In spring 2024, the team are keen to point out that what the project has demonstrated to date is only a working prototype on one test track, with just one train and one OBU. Of the results so far, says Boboc, “it’s a good pragmatic first step in the right direction, but there are still other steps to be done to make this a solution at country level and at continent level. From a technical point of view, I don’t see big obstacles are blocking points. But it’s also a matter of promoting the solution and making it both commercially viable and stable.”

At present, each European country gets to decide the moment they begin to start the transition away from 2G and towards 4G and 5G. Finland’s decision in 2015 was that it did not want to continue reinvesting in the 2G GSM-R solution for something which would soon be obsolete.

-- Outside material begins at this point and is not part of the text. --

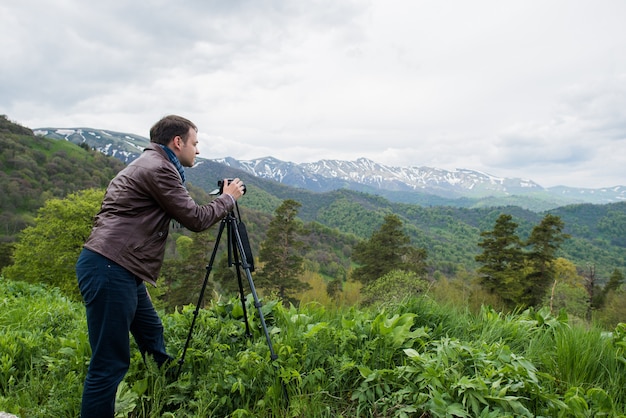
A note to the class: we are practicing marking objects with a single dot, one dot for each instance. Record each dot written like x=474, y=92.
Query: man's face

But during this decade, many countries have continued investing in 2G GSM-R because the lifespan has been prolonged due of the delays of FRMCS. This latest real-world testing verifies that the Finnish two-step approach is doable, possibly even scalable in Europe and is, with small amendments, in accordance with the current regulations.

Concludes, Simon Indola, Development Manager, FRMCS, Digirail, “By utilising mobile network operators, we can show that you don’t have to buy your own antennas and base stations and you can use existing resources in a reliable way. Now, we seem to have a solution that might allow the railway operators to not to have to upgrade their ETCS from Level 2.1 to 3.0, but to continue to utilise their main investment into 2.1. My prediction is that what we have now achieved in Finland will be the winning solution across Europe in the future because the problems with the current standard and the future availability of equipment will push everyone to rethink FRMCS.”